Tim Oliver, the chairman of the County Councils Network, said it “will go some way to easing the pressures”, while Sir Stephen Houghton, chairman of the Special Interest Group of Municipal Authorities, which represents urban councils, said it “shows that there is a growing understanding within the Government about the crisis in local government finances”.

Houghton added, “It is disappointing that the funding has only been announced at this late hour. More funding will be required to match the current level of demand-led pressures and stabilise the sector.”

The Local Government Association estimates councils in England face a £1.6billion funding gap in 2024-2025, even with the additional funding announced.

‘Managing demand’ is a euphemism for failing people in need

While extra money for social care will be welcome – and is much needed – let’s put that in context for Croydon: in the current financial year (2023-2024), Croydon Council has cut £12million from its adult social care budget.

In the council’s budget webcast last month, Mayor Jason Perry’s cabinet member for finance, Jason Cummings, set out that adult social care would lose a further £5million from its budget in 2024-2025.

At best, the funding announced this week will only partly ameliorate the proposed cuts for this coming year.
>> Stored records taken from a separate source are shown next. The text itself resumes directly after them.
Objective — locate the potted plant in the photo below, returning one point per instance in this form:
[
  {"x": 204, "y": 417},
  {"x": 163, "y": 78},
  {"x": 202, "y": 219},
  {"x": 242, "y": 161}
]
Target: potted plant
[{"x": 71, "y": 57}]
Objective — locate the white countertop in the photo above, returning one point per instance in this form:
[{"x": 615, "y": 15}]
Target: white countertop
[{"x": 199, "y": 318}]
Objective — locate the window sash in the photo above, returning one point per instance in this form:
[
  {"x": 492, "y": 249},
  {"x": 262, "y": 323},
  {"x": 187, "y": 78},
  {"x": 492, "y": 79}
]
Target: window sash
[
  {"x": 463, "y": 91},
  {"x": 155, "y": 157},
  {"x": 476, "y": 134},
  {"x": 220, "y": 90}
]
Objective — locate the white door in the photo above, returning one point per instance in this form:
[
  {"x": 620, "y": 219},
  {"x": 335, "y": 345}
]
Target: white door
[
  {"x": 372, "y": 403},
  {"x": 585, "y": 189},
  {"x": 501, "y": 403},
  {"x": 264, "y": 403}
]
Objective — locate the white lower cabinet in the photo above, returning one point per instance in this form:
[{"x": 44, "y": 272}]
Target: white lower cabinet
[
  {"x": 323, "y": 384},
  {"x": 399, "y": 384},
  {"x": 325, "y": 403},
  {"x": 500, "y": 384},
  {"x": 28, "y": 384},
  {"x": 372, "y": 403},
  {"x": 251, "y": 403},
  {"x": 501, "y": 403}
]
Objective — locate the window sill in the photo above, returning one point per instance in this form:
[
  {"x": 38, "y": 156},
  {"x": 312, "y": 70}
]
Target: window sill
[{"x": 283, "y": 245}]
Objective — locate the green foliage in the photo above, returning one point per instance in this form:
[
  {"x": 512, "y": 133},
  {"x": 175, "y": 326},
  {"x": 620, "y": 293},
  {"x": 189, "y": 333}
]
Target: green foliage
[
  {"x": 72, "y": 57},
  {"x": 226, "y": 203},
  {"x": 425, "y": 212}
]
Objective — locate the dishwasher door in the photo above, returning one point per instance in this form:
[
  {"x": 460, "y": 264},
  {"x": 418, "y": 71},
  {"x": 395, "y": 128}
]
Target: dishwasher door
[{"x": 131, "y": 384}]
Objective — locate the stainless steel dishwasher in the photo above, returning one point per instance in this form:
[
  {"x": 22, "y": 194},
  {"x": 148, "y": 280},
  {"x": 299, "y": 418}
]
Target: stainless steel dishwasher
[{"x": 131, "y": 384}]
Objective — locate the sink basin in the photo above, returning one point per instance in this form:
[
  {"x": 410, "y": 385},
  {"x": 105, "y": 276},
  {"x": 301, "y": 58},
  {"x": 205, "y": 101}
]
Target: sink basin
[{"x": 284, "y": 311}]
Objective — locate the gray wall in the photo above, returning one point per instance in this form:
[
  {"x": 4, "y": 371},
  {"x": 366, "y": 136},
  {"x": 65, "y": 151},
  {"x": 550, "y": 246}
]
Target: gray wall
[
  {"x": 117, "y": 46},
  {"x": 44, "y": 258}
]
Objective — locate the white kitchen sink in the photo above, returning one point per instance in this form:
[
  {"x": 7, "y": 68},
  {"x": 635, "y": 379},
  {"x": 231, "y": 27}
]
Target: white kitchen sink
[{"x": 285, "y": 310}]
It’s something that Croydon’s councillors should scrutinise closely over the coming weeks.

The Croydon improvement and assurance panel report states: “The adult social care and health directorate has maintained the necessary progress in implementation of its ‘managing demand’ programme over the last 12 months. This has enabled the delivery of a balanced budget within 2022-2023, indeed bringing the financial year to an end with a small underspend.”

“Managing demand” is a euphemism for failing to deliver for people in need of care.

A “small underspend” presumably means that the council cut even more brutally than as proposed in the March 2023 budget.

So despite Michael Gove’s self-congratulation, nothing much has changed.

Council Tax-payers across Britain can expect to pay more and get less next year.